Из меня вырвался горький смешок.
— Счастлива? Нет. Но я была… — Я подыскивала правильное слово. — В каком-то смысле я была свободна. Свободна перемещаться по дворцу, дышать воздухом, в котором не было привкуса плесени и крови. Свободна чувствовать солнце на своем лице. — Я закрыла глаза, вспоминая дворцовые сады, где проводила столько часов — единственное место, где я чувствовала нечто близкое к покою. — Жизнь не была ко мне благосклонна, но, по крайней мере, я не была…
— Пленницей, — закончила за меня Смерть.
— Да. — Этого слова казалось недостаточно, чтобы вместить все, что я потеряла. Моя рука скользнула к синяку на губах — нежная плоть все еще была опухшей от жестокого поцелуя Валена. — Хотя иногда мне кажется, что я всегда была в своего рода клетке. Просто в более просторной и красивой.
Тишина снова повисла между нами, но она ощущалась… иначе. Менее напряженно. Я поймала себя на мыслях о его жизни до этой камеры. Знал ли он свободу? Радость? Или его существование всегда определялось темнотой и заточением?

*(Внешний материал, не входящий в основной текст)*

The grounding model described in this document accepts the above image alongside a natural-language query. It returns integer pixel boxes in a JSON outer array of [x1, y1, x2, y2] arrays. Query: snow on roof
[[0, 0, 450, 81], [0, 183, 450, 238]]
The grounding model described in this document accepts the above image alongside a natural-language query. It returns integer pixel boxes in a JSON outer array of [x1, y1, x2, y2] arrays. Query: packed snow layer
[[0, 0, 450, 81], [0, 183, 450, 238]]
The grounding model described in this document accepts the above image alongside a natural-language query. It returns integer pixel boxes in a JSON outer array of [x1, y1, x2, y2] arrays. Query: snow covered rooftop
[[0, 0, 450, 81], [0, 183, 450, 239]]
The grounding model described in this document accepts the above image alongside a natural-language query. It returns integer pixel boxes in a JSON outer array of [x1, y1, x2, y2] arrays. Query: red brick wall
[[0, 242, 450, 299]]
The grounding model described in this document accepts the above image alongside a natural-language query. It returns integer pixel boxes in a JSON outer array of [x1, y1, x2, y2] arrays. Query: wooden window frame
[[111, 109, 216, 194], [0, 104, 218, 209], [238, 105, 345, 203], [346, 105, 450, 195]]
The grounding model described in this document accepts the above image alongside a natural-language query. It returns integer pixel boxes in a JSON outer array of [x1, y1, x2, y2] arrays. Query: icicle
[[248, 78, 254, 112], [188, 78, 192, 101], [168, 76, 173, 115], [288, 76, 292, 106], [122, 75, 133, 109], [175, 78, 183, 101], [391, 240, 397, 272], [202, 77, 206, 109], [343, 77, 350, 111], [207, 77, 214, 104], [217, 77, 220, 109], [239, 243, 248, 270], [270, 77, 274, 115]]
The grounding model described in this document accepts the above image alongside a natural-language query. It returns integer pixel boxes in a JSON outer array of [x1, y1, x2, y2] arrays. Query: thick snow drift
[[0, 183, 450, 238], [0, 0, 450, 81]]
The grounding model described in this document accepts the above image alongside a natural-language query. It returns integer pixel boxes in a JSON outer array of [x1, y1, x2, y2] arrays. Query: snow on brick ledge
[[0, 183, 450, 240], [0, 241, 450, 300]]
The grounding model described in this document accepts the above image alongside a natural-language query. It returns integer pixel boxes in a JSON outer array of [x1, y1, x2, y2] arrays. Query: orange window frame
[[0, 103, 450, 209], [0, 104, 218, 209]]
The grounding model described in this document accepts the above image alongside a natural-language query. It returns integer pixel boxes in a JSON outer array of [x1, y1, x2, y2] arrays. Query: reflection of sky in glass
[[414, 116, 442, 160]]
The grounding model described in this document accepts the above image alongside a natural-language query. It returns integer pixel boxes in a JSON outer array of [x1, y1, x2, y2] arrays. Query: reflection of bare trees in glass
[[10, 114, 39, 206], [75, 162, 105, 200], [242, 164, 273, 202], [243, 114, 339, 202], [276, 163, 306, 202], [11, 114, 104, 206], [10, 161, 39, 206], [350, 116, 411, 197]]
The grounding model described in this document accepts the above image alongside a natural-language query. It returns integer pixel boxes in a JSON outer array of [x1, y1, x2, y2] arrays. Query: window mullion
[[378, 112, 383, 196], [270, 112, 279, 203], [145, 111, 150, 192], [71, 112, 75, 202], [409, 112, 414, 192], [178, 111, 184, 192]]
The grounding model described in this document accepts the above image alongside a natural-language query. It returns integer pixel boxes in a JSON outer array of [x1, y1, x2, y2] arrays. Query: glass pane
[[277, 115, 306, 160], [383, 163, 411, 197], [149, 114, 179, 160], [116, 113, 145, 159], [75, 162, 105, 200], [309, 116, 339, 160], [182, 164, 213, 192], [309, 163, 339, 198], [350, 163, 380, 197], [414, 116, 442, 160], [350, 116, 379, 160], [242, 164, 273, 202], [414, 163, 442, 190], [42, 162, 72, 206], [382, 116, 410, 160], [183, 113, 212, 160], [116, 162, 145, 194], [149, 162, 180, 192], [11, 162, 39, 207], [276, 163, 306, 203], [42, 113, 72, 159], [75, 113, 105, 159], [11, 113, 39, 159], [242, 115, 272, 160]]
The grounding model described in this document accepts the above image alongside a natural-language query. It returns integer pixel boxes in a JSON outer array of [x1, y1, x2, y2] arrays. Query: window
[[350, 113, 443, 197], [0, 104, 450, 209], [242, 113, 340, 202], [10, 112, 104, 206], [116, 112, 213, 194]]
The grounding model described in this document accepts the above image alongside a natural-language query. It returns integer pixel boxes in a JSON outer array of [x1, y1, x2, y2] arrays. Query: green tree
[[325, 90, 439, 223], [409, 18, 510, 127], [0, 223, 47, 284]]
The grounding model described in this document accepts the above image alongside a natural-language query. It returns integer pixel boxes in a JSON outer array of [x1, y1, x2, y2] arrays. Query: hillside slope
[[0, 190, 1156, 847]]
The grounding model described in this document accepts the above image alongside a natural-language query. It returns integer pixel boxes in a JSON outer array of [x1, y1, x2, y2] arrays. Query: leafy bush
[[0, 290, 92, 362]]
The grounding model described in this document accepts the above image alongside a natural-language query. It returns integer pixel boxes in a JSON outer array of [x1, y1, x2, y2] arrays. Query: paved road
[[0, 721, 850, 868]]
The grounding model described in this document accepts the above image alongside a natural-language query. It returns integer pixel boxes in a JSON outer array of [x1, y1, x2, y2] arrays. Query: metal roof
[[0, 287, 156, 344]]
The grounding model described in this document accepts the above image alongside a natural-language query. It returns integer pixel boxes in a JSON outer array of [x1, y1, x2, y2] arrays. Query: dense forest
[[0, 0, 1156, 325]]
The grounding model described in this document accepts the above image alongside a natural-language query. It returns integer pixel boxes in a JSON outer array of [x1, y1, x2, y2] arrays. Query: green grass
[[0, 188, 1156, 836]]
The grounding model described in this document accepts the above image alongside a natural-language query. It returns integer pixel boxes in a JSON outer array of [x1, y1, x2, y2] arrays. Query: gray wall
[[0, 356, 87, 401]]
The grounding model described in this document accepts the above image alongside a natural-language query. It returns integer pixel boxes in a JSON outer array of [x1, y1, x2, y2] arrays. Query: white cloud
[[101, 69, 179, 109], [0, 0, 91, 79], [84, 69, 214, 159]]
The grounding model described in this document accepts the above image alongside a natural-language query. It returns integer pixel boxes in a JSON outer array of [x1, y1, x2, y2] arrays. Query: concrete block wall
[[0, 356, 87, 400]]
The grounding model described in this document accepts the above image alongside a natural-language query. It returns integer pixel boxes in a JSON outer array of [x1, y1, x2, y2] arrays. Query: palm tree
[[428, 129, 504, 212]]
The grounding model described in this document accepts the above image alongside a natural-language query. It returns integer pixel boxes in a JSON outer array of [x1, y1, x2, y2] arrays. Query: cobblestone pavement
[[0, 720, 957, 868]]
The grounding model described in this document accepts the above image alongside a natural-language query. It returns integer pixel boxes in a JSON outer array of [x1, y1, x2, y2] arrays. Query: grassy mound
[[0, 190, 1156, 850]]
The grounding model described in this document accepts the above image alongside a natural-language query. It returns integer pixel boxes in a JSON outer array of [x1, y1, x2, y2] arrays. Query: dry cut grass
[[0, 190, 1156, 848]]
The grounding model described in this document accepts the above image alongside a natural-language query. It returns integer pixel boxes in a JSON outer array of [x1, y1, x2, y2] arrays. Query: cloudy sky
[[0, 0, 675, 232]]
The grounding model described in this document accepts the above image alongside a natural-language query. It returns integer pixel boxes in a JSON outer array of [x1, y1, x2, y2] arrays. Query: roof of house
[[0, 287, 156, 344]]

— Кто ты? — Вопрос сорвался с губ; мой голос был едва громче шепота.
Смерть ответил не сразу. Цепи тихо звякнули, словно он провел рукой по волосам. Когда он наконец заговорил, в его голосе звучала та же осторожная нейтральность.
— А кем, по-твоему, я являюсь?
Я медленно покачала головой, хотя он и не мог этого видеть.
— Не знаю.
— Да брось, маленький олененок. Ты называла меня своим «предвестником», «Смертью», «пленником», но по-настоящему так и не спросила до этого момента. — Это легкое веселье вернулось, но омраченное чем-то более старым, более глубоким. — Так что я спрашиваю тебя: кто я, по-твоему?
Я прижала ладонь к камню, растопырив пальцы, словно могла почувствовать правду, пульсирующую под ним.
— Однажды ты сказал мне, что ты — никто.
Он издал тихий звук. Задумчивый. Выжидающий.
— Почему ты не можешь мне сказать? — спросила я; мой голос теперь звучал резче, разрезая тишину моим разочарованием. — Если ты намекаешь, что ты не такой пленник, как я, тогда кто?
— Ты уже знаешь, Мирей, — сказал он тихим, уверенным голосом.
Я покачала головой.
— Нет.
— Знаешь, — возразил он, твердый, как камень. — Ты знаешь это уже некоторое время. Хотя и пытаешься это отрицать.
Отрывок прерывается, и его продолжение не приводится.